If your spouse has health coverage at work, you may be
able to enroll in your spouse's health plan under a "special
enrollment" procedure authorized under federal law.
You must request enrollment within 30 days of loss of your
coverage. Your state department of insurance can provide
you with information about this procedure.
How do I apply for Medicaid?
You apply for Medicaid in the state in which you live. You
can obtain and submit an application at your local Medicaid
office. The phone number for your local office can be found
in the blue pages of your phone book. Frequently, the office
listing is under "medical assistance". If you
have trouble finding the local office phone number in your
phone book, call your local Social Security office. They
can give you the phone number and address of your local
Medicaid office.
Some states also let you apply on the Internet, by telephone,
or at locations in the community, such as community health
centers.
Most states have a toll-free number to help answer your
questions. The toll-free operators can provide you information
on how and where to apply. You can find the state contact
information by visiting the CMS
website and selecting your state program from the map.

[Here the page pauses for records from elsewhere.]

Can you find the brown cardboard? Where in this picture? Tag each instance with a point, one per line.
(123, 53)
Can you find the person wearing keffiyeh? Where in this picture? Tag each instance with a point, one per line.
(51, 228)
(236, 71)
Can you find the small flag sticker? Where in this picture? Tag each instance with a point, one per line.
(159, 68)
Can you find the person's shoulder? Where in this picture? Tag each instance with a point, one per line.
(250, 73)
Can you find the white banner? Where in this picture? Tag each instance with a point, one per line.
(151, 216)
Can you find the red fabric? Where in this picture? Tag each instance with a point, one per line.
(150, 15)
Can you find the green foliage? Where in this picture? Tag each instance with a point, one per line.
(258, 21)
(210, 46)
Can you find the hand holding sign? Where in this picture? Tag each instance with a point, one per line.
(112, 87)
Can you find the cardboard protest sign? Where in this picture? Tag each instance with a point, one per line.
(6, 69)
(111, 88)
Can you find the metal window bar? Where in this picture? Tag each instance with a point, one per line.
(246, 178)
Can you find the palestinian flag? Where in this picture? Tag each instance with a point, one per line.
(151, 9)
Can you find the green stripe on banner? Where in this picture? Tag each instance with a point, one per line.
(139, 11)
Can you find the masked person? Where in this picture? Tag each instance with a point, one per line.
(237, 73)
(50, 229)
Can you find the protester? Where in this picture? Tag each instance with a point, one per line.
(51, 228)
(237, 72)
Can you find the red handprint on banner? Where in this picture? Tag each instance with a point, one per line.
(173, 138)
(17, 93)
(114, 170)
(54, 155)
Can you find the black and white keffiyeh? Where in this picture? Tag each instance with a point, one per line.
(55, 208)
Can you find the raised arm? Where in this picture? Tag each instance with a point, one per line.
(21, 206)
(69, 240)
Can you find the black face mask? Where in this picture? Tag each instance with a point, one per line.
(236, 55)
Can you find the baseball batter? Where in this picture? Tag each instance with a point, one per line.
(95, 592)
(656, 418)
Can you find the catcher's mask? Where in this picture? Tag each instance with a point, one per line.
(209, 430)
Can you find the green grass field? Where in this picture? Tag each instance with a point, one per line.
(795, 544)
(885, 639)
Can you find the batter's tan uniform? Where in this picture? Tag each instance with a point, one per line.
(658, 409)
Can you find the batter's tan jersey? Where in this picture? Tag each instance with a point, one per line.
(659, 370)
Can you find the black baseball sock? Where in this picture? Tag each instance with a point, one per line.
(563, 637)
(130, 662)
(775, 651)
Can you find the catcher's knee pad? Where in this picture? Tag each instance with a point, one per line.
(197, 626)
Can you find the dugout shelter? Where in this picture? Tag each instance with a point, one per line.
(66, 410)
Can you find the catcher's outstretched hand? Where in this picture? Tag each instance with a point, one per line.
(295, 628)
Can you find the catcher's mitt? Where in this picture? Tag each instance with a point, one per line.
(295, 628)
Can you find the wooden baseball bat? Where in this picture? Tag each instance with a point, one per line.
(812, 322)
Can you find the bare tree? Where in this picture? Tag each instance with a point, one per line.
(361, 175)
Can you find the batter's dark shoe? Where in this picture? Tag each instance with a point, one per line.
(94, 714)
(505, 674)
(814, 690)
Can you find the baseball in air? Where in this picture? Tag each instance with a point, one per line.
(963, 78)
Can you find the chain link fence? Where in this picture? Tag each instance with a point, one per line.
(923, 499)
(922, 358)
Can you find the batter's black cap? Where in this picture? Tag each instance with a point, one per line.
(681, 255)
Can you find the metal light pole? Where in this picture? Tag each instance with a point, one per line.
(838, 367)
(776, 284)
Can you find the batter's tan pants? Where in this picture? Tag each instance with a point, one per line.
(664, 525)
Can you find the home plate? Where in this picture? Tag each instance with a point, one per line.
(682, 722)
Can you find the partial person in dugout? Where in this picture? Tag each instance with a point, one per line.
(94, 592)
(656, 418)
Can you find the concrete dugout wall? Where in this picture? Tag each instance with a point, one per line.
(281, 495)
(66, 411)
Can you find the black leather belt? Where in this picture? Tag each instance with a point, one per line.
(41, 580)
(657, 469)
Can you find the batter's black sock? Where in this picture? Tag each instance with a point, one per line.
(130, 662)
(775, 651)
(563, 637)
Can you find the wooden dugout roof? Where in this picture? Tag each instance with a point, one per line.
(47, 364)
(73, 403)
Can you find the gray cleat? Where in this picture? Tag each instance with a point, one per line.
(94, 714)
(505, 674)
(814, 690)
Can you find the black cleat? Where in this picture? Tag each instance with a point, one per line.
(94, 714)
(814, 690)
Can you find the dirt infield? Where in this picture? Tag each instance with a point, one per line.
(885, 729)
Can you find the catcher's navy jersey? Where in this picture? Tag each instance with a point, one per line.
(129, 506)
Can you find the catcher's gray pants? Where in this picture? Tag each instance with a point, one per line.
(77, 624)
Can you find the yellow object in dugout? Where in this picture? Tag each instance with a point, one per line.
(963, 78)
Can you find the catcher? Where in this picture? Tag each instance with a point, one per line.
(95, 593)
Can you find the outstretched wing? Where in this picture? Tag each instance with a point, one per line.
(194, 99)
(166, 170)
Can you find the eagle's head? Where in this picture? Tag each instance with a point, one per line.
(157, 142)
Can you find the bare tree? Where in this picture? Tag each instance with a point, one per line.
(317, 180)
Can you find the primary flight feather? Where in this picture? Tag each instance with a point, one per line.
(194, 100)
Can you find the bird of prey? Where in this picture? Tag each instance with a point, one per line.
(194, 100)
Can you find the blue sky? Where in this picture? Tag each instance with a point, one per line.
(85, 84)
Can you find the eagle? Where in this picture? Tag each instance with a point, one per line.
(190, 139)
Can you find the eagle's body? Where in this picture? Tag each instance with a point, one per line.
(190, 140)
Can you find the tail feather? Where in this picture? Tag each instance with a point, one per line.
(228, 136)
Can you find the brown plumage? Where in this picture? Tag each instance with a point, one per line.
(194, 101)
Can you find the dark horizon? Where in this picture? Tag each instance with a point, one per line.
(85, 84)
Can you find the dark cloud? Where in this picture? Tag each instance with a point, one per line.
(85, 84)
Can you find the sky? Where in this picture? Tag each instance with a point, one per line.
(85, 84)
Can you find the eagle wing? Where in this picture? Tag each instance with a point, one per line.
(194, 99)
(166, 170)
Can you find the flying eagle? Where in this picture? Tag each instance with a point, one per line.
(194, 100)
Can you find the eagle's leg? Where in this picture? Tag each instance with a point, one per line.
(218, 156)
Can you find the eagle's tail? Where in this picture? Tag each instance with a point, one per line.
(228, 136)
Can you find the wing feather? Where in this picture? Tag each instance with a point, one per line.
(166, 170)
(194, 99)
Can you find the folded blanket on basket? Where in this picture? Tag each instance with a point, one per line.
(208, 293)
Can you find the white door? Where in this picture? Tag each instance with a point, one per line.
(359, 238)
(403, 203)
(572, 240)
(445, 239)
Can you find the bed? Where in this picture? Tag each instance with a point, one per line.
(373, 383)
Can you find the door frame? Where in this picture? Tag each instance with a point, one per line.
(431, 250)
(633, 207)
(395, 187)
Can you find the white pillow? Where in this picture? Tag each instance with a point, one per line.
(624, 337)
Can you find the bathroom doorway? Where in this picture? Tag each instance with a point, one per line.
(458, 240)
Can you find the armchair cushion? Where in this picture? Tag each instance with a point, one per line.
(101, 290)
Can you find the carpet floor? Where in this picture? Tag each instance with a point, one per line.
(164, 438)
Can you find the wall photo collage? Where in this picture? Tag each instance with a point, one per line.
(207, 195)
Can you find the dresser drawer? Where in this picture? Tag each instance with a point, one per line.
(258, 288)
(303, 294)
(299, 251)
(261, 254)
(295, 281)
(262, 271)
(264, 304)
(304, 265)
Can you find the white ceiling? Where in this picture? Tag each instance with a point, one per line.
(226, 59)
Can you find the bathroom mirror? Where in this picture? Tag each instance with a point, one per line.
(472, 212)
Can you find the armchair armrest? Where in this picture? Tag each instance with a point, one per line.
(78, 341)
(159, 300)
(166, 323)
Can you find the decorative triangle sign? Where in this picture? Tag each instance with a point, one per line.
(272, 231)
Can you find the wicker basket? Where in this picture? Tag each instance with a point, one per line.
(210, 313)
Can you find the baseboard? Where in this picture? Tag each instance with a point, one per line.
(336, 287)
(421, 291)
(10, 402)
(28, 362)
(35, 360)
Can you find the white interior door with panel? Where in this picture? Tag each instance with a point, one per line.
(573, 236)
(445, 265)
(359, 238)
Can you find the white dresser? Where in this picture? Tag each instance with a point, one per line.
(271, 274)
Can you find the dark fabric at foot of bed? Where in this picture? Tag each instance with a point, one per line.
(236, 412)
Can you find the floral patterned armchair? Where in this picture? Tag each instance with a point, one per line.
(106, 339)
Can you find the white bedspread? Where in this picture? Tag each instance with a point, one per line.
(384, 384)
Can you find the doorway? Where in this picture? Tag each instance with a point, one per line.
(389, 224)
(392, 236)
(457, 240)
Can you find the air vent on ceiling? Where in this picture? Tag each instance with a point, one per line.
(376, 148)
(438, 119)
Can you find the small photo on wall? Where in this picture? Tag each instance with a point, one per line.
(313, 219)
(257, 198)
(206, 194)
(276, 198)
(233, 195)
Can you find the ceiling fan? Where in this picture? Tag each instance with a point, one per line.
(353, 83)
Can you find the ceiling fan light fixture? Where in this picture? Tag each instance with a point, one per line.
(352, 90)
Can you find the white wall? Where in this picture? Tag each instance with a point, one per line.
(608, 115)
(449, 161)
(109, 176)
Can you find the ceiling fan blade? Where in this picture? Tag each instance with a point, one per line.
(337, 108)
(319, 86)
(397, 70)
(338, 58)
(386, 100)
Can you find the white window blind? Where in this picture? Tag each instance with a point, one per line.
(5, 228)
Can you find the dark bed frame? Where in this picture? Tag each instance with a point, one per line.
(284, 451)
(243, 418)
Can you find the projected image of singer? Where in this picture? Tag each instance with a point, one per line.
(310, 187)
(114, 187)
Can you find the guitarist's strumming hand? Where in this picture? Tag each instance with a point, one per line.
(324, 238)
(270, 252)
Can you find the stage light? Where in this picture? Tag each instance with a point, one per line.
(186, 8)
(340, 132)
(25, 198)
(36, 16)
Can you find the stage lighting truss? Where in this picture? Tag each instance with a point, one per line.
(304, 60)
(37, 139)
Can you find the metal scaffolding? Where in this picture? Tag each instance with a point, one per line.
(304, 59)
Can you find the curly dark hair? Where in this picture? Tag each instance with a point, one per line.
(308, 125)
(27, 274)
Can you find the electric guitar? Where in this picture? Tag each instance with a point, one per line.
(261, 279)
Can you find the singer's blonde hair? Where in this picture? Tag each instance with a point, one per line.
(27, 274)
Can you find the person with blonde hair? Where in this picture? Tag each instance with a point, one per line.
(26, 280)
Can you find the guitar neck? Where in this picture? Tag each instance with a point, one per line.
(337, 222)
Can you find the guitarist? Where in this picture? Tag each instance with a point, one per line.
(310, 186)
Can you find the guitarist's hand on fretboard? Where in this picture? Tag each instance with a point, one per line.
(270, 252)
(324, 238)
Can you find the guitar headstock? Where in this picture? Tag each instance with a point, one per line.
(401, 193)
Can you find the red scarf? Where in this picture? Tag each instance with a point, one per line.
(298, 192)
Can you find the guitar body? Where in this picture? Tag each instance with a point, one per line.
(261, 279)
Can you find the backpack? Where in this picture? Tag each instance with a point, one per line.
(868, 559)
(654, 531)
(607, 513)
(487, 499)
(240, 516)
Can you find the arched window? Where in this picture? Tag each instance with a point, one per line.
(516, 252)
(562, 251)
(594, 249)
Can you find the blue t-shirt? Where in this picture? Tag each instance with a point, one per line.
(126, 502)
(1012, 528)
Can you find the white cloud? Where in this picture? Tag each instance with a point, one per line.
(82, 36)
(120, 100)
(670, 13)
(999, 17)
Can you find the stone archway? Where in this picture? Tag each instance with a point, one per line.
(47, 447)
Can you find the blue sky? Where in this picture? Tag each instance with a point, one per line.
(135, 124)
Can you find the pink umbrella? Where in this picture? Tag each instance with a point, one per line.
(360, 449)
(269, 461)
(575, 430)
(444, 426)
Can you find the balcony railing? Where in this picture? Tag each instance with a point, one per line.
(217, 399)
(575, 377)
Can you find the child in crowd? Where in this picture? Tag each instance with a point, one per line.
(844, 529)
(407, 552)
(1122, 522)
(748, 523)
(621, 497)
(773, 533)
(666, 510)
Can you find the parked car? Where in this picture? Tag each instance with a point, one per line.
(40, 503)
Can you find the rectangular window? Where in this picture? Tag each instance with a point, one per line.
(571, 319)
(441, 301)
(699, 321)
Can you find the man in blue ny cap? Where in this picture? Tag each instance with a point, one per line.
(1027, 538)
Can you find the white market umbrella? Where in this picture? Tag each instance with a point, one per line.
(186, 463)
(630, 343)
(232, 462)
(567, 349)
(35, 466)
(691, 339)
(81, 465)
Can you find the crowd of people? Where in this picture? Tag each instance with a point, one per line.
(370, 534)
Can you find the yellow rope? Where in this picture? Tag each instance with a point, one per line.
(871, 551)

How much money can you make and still get Medicaid?
It varies depending on the eligibility group you fall into.
Each state sets an income limit for each Medicaid eligibility
group and determines what income counts towards that limit.
You will need to contact your local Medicaid office or your
state to find out what the income limits are and how much
of your income counts.
This resource was developed in 2004. Some of the content may be out of date or no longer relevant. PHA is working to update and re-organize this guide. We apologize for any inconvenience.